Kilonova Emissions from Neutron Star Merger Remnants: Implications for Nuclear Equation of State

TL;DR

This study uses advanced simulations and observations of neutron star mergers to constrain the nuclear equation of state, particularly the neutron star radius and maximum mass, through kilonova light curve analysis.

Contribution

It introduces a novel method linking kilonova observations to the nuclear EoS using detailed simulations and applies it to GW170817 data.

Findings

Neutron star radius constrained between 10.19 and 13.0 km.
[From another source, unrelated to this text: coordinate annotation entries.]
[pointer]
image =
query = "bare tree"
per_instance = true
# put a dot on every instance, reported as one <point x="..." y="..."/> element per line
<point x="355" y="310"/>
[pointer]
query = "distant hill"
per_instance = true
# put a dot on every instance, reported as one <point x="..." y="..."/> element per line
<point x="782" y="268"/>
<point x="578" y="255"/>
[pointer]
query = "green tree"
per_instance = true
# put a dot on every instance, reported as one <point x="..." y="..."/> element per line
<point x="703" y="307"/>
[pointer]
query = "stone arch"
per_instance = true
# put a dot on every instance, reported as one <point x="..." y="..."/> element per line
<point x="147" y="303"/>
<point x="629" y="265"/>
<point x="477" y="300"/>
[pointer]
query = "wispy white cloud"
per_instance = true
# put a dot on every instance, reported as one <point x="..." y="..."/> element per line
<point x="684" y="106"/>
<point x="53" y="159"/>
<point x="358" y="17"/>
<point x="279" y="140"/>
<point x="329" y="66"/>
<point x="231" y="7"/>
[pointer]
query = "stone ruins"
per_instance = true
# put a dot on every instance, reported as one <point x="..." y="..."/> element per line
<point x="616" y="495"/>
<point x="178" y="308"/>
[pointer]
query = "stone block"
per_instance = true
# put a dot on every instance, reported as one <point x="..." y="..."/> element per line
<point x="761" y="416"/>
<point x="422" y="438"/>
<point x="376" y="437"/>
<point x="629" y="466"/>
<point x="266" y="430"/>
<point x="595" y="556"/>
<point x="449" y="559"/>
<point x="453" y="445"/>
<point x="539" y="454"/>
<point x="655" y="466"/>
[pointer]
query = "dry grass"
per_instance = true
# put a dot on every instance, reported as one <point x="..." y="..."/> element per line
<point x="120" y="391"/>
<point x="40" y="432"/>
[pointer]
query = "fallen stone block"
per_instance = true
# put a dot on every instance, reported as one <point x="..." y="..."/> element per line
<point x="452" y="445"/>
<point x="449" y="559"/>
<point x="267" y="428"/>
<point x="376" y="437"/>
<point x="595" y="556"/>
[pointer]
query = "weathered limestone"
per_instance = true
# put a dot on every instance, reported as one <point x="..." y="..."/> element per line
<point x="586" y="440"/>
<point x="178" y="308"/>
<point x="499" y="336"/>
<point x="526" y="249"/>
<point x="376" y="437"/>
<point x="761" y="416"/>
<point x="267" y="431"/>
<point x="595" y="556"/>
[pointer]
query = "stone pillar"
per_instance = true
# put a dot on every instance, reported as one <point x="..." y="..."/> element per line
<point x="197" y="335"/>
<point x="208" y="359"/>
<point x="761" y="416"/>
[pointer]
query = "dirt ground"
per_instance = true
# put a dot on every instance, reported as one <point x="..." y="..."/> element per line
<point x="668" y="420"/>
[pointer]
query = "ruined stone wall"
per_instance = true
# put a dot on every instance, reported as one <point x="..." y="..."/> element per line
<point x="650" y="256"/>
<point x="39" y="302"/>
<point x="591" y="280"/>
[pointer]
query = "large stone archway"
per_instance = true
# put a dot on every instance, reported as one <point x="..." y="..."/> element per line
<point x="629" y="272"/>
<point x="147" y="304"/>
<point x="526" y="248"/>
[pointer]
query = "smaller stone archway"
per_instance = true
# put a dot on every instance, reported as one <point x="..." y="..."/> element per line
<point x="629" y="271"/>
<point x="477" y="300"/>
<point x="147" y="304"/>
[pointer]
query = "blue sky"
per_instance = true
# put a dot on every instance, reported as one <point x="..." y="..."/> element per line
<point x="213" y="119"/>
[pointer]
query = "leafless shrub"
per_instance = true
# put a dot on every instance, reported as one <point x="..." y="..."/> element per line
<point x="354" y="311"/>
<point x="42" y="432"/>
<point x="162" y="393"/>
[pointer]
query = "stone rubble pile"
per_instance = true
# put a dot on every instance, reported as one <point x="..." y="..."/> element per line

Maximum neutron star mass constrained to be less than 3.06 solar masses.

Method connects electromagnetic signals to nuclear physics properties.

Abstract

Multi-messenger observation of binary neutron-star mergers can provide valuable information on the nuclear equation of state (EoS). Here, we investigate to which extent electromagnetic observations of the associated kilonovae allow us to place constraints on the EoS. For this, we use state-of-the-art three-dimensional general-relativistic magneto-hydrodynamics simulations and detailed nucleosynthesis modeling to connect properties of observed light curves to properties of the accretion disk, and hence, the EoS. Using our general approach, we use multi-messenger observations of GW170817/AT2017gfo to study the impact of various sources of uncertainty on inferences of the EoS. We constrain the radius of a $\rm{1.4 M_\odot}$ neutron star to lie within $\rm{10.19\leq R_{1.4}\leq 13.0}$~km and the maximum mass to be $\rm{M_{TOV}\leq 3.06 M_\odot}$.